古い木にまつわる都市伝説 室生犀星著『天狗』(一九二二・一二/現代)を読む

 本書は背の低くみすぼらしい剣客赤星重右が、天狗のように生活をして死ぬまでを描いた作品だ。『天狗』という題名だが、はじめから天狗は出てこない。赤星が不機嫌そうに歩いていると鎌鼬が起こるので怪しいという噂話がある。あくまで噂で展開される様は当時の都市伝説のように展開されていく。犀星の時代に天狗が都市伝説の中心になることはなさそうだが、説話調に犀星は前の時代の都市伝説を再生するのである。ここまで読むと『天狗』ではなくて、『鎌鼬』を読んでいるのかもしれないと不安になってくる。
 処遇に困った城内役人はある土地を与えるという建前で赤星を封じ込めることにして、町から離れたところに住まわせる。そのうちほとぼりが冷めて、ときたま地震は彼が木を揺すったとか、奇怪な言動がみられるという報告または都市伝説が囁かれるが、赤星は天狗伝説のある黒壁権現堂のなかで蟄居するのである。病や憑き物に効力があると黒壁権現は参拝客が絶えず、神の使いといわれる白鼠も無数に堂内におり、超自然的な景がみられる。
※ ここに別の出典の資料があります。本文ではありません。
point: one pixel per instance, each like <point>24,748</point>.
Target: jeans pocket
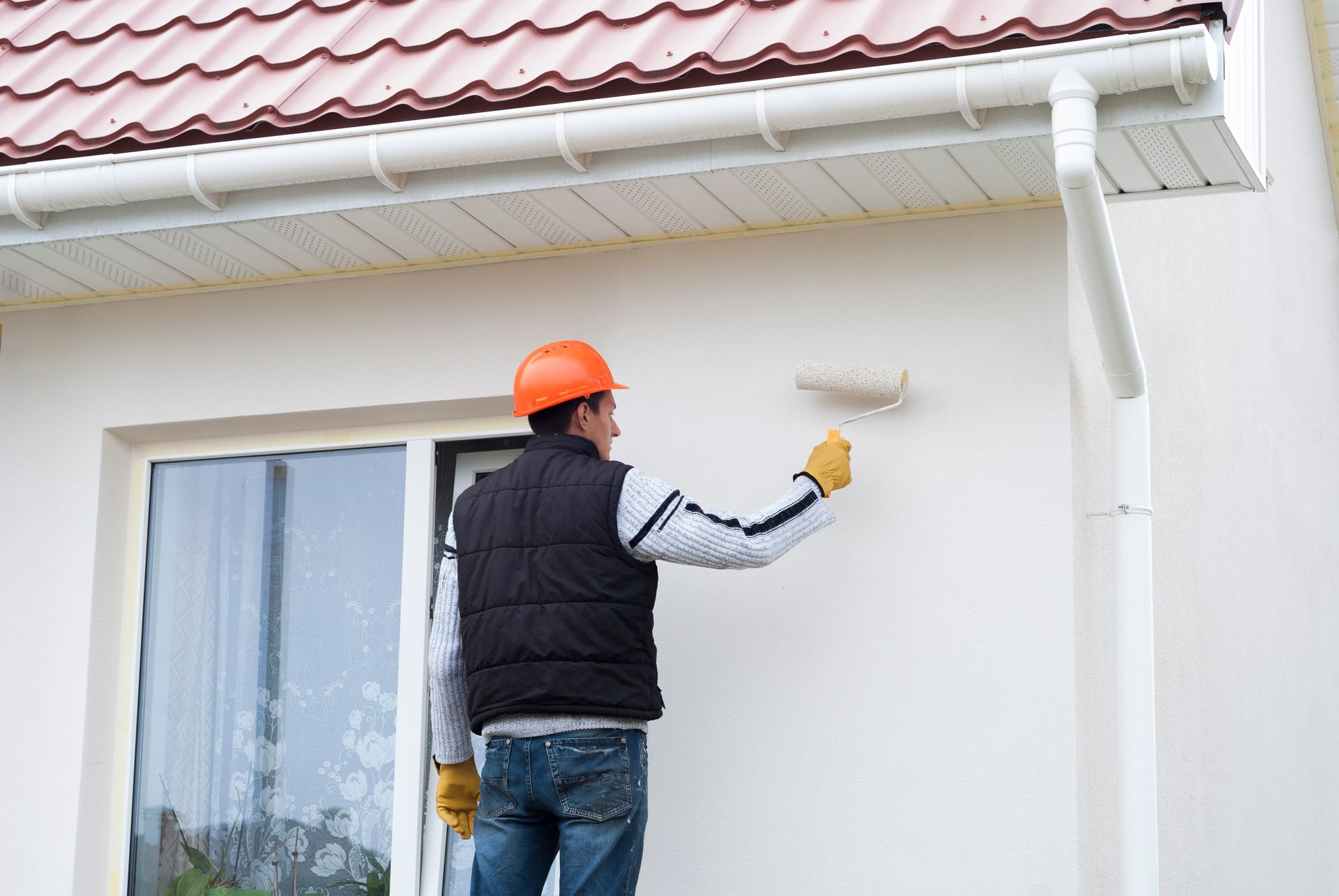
<point>494,797</point>
<point>591,776</point>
赤星はというと供物を食べて悠々自適に生活している。そのうち彼自身も天狗のようだといわれながら、相変わらずに蟄居しているのである。ここで赤星は鎌鼬を引き起こす怪しい剣客から、天狗に昇格するのである。これも人々の噂がそうさせたもので、都市伝説の内容が更新されたのである。
 ここで時代は犀星と同時代くらいに戻り、赤星は天狗ではなく、狂犬病で奇妙な振る舞いをしているのではないかという推測がでてくる。この話だけではなく憑き物の話は概ね狂犬病によるものだという。江戸時代から、合理主義が流れ込んできた近代へ一気に時代が飛ぶ。いわゆる脱魔術化の過程がある。そこで〈私〉は客に「いや、ただそういう古い樹には古いと云う事丈《だけ》が人間に何かしら陰気な考えを持たせる丈なんだ。その外には何んでもない。」といって考えが郷里の闇の中に飛んでいき物語は終わる。赤星や天狗から離れて古い木について言及されているが、これは物語から少し外れた記述であり、物語が古い木を語るための出だしの役割をしているのかもしれない。では古い木とはなんだろう。もしかすると権威化してしまった犀星自身のことかもしれない。そこに犀星自身も都市伝説にならないようにという自戒があったのか。